As I just moved into an even smaller apartment, minimalism has been on my mind again, and I continue to go through my belongings and pull out things I can pass along. Those old chargers, plates and napkins that I had on my tiny kitchen table? I realized that because they're old, sort of faded and chipped that every time I looked at them, I felt a knot in my stomach. I got rid of them. And frankly, I kind of liked the look of the bare table more, because it showed off the wood grain and shifted the focus to the beautiful, cream-colored chairs that flanked it. Those gorgeous pillows on my couch that are crazy uncomfortable because the ends of the feathers stick into your back every time you try to lay on them? Those went too, to a household where "show" pillows are necessary and comfort doesn't matter.

I still have two trunks full of stuff from my childhood that I'm not ready to let go of. Old yearbooks, my baby blanket, a few stuffed animals, my grandfather's Gator hat. I still have 10 nail polishes (down from 40!) and 10 coffee mugs (all varieties of nerdy!). But these items are additive to my life, rather than subtractive, so minimalism is still achieved for me.

You might be wondering what in the heck any of this has to do with careers, and I'll admit that the relationship is tangential. But I think the moral of the story is that surrounding yourself with things, experiences, people and the like that ADD to your life can be massively powerful. And along those same lines, removing the things that DETRACT from your life can be even more so. 

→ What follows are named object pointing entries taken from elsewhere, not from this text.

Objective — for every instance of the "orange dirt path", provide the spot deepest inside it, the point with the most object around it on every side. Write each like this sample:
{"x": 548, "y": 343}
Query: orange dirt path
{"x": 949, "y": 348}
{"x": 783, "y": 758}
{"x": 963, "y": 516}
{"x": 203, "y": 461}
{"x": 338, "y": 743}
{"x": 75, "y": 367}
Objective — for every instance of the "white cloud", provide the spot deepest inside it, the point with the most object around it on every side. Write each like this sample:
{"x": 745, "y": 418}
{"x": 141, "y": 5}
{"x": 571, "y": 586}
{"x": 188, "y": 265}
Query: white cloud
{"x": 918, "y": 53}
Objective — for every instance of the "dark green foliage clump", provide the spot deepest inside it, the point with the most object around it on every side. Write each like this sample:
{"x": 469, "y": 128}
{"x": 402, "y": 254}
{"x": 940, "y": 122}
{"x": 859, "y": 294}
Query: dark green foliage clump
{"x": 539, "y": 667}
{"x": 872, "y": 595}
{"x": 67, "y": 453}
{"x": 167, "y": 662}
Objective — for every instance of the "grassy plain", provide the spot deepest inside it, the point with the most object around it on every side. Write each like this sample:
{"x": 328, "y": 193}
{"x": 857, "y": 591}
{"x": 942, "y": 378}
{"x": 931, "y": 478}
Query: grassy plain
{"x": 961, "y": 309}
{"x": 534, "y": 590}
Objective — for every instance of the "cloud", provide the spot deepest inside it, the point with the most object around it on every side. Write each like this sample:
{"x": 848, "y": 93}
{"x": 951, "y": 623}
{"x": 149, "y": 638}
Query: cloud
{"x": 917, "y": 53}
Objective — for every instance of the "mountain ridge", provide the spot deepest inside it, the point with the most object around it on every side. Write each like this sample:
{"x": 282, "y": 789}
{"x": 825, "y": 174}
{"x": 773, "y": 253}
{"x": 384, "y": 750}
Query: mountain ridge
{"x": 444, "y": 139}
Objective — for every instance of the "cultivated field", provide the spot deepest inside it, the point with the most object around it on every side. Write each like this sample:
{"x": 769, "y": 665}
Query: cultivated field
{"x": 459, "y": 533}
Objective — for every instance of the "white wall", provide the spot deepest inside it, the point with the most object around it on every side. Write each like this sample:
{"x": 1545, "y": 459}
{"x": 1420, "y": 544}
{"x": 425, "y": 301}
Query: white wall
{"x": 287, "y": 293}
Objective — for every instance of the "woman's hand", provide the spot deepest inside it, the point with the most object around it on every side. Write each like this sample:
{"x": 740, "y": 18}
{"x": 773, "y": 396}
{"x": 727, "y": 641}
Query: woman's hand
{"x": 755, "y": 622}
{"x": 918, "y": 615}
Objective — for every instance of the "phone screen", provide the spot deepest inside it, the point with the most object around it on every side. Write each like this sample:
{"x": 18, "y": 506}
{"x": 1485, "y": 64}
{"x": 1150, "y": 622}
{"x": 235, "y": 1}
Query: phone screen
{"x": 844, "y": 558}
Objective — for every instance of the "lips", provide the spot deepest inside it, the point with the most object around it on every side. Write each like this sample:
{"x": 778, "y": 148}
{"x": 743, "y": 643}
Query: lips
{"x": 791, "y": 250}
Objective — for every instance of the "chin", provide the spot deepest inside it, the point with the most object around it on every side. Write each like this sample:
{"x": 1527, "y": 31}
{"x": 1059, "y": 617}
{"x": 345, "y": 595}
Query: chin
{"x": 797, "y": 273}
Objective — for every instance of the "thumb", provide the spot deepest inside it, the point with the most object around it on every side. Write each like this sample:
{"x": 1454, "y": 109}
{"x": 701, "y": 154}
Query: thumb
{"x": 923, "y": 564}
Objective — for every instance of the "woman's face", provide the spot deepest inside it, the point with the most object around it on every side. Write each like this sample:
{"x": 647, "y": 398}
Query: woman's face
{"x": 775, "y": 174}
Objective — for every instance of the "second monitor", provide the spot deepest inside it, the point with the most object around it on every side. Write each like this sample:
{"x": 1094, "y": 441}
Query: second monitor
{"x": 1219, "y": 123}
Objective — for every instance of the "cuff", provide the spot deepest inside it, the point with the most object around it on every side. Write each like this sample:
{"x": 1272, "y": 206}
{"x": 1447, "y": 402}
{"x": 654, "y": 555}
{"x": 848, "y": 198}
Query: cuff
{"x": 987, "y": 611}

What might happen if you cleared off your desk at work today? What if you removed those piles of papers you've been meaning to attend to (but never find the time to look at)? I challenge you to clear away the useless office supplies that you reach for once every six months (like tape! Who really needs tape on their desk?). Think about what might happen if you replace your twelve knick knacks with two framed photos of loved ones that remind you of serene, peaceful or truly happy moments? How would you feel if you kept out the one award that's most meaningful to you and hid those that don't make you feel proud?

You can choose to apply the principles of minimalism to anything in your life, really, from the physical space around you to the mental chatter that clutters your thoughts and inhibits focus. Apply it to your email inbox (Hi Christine!) or streamline your notes by using a single notebook. Maybe create a work "uniform" that helps you get dressed in the morning with ease. Do whatever feels right to you and go slow. Make small changes that you try out for a few weeks to see how you feel. 

I know for me, both the journey and the end result have proven to be powerful in shifting not only my mindset, but my finances (I buy less and am more careful about what I do buy). I'm significantly more relaxed, and instead of looking out into my space and seeing stress and clutter, I see peace. It's been transformational. 

Now it's your turn. Have you heard of minimalism, and do you think it's absolutely nuts? Have you tried it and loved it, too? What are your best tips for helping others achieve minimalism in their life or work? I'd love to hear your thoughts in the comments section below.